Greek legend says that a Phoenician, Cadmus, brought writing to the Greeks. This is not hard to believe, as the earliest Greek glyphs look very similar to Phoenician. However, the Greek alphabet had something from the beginning that no other writing system had: full independent vowels. Having a full set glyphs for vowels and a full set of glyphs for consonants made Greek an alphabet instead of abjad or syllabary. All other alphabets derive from the Greek; there are no cases of people independently developing an alphabet (with the possible exception of Elder Futhark or Ogham, though I think that is unlikely).
There have been some syllabaries since that have vowels and syllables (e.g. Japanese), and some writing systems that decorate the consonant to indicate the vowel, but none where consonants and vowels are all there and independent units, except for those that derive from Greek.
It’s not that everyone before the Greeks was stupid: alphabetic writing systems can require many more glyphs to say the same thing than a logographic language, syllabary, or abjad. This is not a virtue when writing technology is either expensive (like papyrus) or awkward (like clay tablets).

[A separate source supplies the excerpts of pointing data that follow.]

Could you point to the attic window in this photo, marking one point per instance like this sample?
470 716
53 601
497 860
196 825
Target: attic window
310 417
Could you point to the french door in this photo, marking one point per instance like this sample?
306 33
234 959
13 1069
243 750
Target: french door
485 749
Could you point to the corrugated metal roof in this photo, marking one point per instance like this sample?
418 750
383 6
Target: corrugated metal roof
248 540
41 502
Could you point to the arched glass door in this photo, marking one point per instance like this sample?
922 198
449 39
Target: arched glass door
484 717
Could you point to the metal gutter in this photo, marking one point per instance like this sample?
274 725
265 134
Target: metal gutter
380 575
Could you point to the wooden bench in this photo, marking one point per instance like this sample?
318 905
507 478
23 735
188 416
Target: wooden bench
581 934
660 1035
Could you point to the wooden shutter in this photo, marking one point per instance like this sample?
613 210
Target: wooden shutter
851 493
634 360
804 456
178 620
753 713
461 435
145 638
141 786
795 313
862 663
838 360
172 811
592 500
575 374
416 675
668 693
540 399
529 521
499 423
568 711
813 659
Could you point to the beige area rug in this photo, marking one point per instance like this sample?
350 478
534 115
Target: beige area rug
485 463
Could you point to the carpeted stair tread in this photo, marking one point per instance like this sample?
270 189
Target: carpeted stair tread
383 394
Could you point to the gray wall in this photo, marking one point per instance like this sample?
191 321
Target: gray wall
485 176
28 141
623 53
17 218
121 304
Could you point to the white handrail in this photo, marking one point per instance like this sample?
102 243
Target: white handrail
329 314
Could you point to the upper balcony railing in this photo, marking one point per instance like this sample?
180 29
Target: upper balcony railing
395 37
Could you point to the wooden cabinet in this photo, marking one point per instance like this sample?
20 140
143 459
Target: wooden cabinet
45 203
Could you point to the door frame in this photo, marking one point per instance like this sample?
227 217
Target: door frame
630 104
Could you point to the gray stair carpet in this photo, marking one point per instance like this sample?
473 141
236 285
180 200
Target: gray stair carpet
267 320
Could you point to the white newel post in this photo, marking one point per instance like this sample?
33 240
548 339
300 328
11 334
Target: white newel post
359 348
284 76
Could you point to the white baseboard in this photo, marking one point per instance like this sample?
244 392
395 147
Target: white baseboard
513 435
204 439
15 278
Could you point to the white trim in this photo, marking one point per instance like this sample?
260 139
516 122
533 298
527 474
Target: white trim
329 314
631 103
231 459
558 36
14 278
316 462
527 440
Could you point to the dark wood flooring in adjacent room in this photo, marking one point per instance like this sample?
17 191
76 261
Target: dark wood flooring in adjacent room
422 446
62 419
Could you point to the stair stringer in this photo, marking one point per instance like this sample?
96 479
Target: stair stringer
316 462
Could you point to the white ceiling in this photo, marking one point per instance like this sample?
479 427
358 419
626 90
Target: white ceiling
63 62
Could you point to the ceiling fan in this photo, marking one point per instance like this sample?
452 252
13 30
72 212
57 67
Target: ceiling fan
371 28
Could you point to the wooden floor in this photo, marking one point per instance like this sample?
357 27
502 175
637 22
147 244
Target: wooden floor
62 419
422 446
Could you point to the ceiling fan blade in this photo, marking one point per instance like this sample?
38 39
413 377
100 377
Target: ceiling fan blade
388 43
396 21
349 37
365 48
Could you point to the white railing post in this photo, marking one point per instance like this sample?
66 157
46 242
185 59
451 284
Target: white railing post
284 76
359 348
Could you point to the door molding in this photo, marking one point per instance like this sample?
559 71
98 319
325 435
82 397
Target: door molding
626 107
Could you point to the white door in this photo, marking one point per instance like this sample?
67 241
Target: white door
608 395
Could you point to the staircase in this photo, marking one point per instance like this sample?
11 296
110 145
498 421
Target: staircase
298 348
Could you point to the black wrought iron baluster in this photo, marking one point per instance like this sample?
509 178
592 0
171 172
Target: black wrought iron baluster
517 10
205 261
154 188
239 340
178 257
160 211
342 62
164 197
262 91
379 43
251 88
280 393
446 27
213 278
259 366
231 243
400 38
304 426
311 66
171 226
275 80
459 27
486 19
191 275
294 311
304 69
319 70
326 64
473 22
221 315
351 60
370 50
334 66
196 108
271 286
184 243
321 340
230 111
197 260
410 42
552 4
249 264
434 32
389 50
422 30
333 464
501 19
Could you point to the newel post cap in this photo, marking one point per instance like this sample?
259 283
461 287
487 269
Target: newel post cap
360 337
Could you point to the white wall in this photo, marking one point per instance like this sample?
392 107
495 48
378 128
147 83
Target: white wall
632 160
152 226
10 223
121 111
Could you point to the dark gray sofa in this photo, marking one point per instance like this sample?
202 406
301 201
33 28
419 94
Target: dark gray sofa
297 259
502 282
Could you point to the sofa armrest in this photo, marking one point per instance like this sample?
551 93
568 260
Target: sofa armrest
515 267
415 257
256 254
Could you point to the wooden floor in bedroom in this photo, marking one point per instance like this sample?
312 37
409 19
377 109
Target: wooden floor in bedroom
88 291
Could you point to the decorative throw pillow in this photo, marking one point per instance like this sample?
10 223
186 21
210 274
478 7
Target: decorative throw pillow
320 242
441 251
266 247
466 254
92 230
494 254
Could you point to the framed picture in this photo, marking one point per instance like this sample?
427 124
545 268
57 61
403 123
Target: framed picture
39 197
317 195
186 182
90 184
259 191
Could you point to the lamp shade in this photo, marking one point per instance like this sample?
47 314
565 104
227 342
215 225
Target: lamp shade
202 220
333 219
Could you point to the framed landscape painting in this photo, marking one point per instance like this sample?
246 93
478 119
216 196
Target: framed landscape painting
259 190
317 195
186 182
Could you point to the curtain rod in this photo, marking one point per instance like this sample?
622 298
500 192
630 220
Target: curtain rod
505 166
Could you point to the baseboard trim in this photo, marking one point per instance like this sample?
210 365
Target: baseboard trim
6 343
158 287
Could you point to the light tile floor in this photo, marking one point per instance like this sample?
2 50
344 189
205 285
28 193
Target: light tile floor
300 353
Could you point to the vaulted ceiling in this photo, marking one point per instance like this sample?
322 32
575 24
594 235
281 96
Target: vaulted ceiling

Partly, Greeks established complete vowels because they had no choice: the language would be unintelligible without them. In Semitic languages, the vowels are not hugely important. Two different words with the same consonants are almost always related, like “swam” and “swum”: both have to do with splashing around in the water. In Indo-European languages like Greek, vowels are really important. “Drown” and “drawn” refer to radically different concepts!
Originally, Greek was written right-to-left (like Phoenician), then boustrophedon, but after a while they settled on left-to-right. Because Greece had such significant linguistic separation (due to being a bunch of islands), there were significant dialectical differences in both written and spoken Greek. They didn’t settle on a standard alphabet until around 400 BC, when Athens standardized on the Ionian script.
While the Phoenicians spread their writing system along the southern part of the Mediterranean, the Greeks spread it along the northern part, most importantly to Italy.